Bediüzzaman, Mesnevi-i Nuriye’nin Mukaddime’sinde, eserlerinin bir küçük fidanlığı gibi gördüğü bu eserinin (dolayısıyla Yeni Said dönemi eserleri için) tıpkı Mevlana, İmam Rabbani, İmam Gazali gibi akıl ve kalp ittifakına dayanan yeni bir yol açtığını ifade etmiştir. Bu yol, bireyin ayağını yere sağlam basmasına yardım eder.

Kendi Olarak insan 

İnsan, fert olarak, kendi türü içinde biricikliği ile öne çıkan bir varlıktır. O, doğumundan itibaren geçirdiği hayat tecrübesi ve serüveniyle bu biricikliğini, tekilliğini kazanır. Bu yüzden “hayvanların bir nevi, insanların bir ferdi gibidir” denmiştir. Mesela bir arı binlerce yıldır sevk-i İlahi ile tek tip kovan yaparken, insan, sayısız alternatif içerisinden kendi tercihini seçip ortaya koymuş ve bu ferdi farklarıyla ayırt edilmiştir. Onda, bütün insanların esastaki organları ve manevi duyguları vardır, ama insan sayısınca farklı insan olduğuna da şüphe yoktur.

İnsanın tabiatla ilişkisinin daha birebir ve dolaysız olduğu dönemlerde, ruhi ve zihni dengenin belki de daha iyi kurulmasından dolayı daha sıhhatli ve kendine has bireylere rastlanmaktaydı. Hayat serüvenine günümüzdeki imkânlar içinde yeniden başlanacak olsa, ancak global bir kültür elde edileceği ise aşikardır. Sıhhat konusunda ipucunu ise bize Ivan İllich veriyor: “Eskiden insanlardan kendini hasta hissedenler vardı, günümüzde ise kendini sağlıklı hissedenler var.” 

Dual Âlemde insan 

Felsefede, birbirine indirgenemeyen iki temel prensibin olduğunu öngörmeye dualizm(ikicilik) denir. Bu ikiciliğe pek çok yerde rastlayabiliriz: Eflatun’da madde-misal âlemi, Kant’ta nomen-fenomen olarak vb. En bilineni ise herhalde Descartes’in madde-ruh ayırımıdır. Konumuz akıl-kalp ikiciliğine dair bir yaklaşım olduğundan, felsefenin bu tarz ayırımlarına şimdilik ismen değinmekle yetinelim.

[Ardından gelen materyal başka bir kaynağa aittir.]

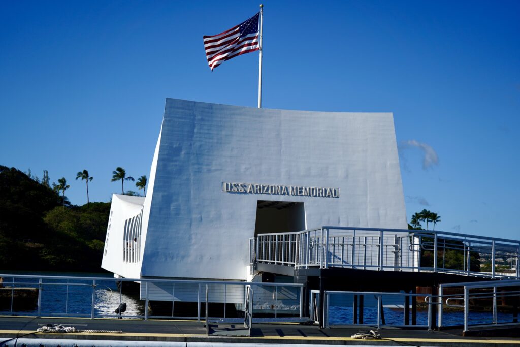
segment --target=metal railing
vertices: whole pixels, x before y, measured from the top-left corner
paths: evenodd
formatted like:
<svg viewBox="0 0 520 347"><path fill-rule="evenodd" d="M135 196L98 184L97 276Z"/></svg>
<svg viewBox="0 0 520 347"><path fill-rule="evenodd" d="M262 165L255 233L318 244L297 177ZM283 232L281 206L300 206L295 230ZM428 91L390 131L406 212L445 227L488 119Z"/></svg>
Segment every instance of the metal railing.
<svg viewBox="0 0 520 347"><path fill-rule="evenodd" d="M319 291L313 291L311 296L317 295ZM374 326L380 329L383 325L392 327L415 327L433 328L433 314L431 295L393 292L369 292L349 291L324 291L323 301L318 301L323 305L323 325L330 328L332 310L331 301L335 301L334 306L342 309L343 322L337 325L348 324L357 326ZM427 315L421 315L418 324L417 302L421 298L427 305ZM385 314L386 309L386 314ZM348 309L347 311L347 309ZM311 307L311 313L317 308ZM411 314L410 314L411 311ZM348 313L350 313L348 315ZM348 315L351 321L345 322ZM386 315L386 318L385 318ZM410 322L410 318L411 322ZM374 321L375 320L375 321ZM400 322L398 321L400 320Z"/></svg>
<svg viewBox="0 0 520 347"><path fill-rule="evenodd" d="M450 291L450 293L447 293ZM447 308L463 312L464 331L470 328L520 324L520 280L503 279L442 284L439 287L438 294L436 297L440 307L439 327L462 323L446 322L444 311ZM474 316L477 314L479 317L475 319Z"/></svg>
<svg viewBox="0 0 520 347"><path fill-rule="evenodd" d="M438 231L323 226L260 234L251 242L251 259L296 268L340 267L520 278L520 241L514 240Z"/></svg>
<svg viewBox="0 0 520 347"><path fill-rule="evenodd" d="M290 321L289 316L295 320L303 317L303 285L300 284L12 274L0 274L0 277L4 279L0 288L0 314L7 315L116 317L121 315L115 309L126 303L126 312L122 315L125 318L200 321L201 312L204 316L201 303L207 288L209 302L215 305L210 313L220 315L212 319L237 317L238 314L242 315L237 318L243 319L246 287L249 286L255 292L252 312L262 314L265 317L262 321ZM129 284L137 284L130 289ZM153 301L171 302L171 311L167 314L150 312L149 302ZM186 314L185 304L176 311L175 304L179 302L191 303L188 304L193 314ZM228 312L230 309L232 312Z"/></svg>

Tabiatla iç içe olmakla ilgili olarak, bundan hangi dönemin kastedilmeye çalışıldığı konusunu biraz açacak olursak; bu dönemle Batı’da 16 ve 17. yy. öncesi, Doğuda ise biraz daha yakın bir dönem öncesi kastedilmektedir. Bu dönemde yerleşik anlayış hem akla hem de inanca bağlıydı (burada amaçlanan bir dönemi temize çıkarmak veya yermek değildir; amaç bir vakıayı ortaya koymaktır). Anlayış Batı’da Thomas Aquinas’ın Aristo’nun görüşlerini Hıristiyanlık teolojisiyle uzlaştırmasıyla sorgulanamaz bir dogma olarak yerleşti.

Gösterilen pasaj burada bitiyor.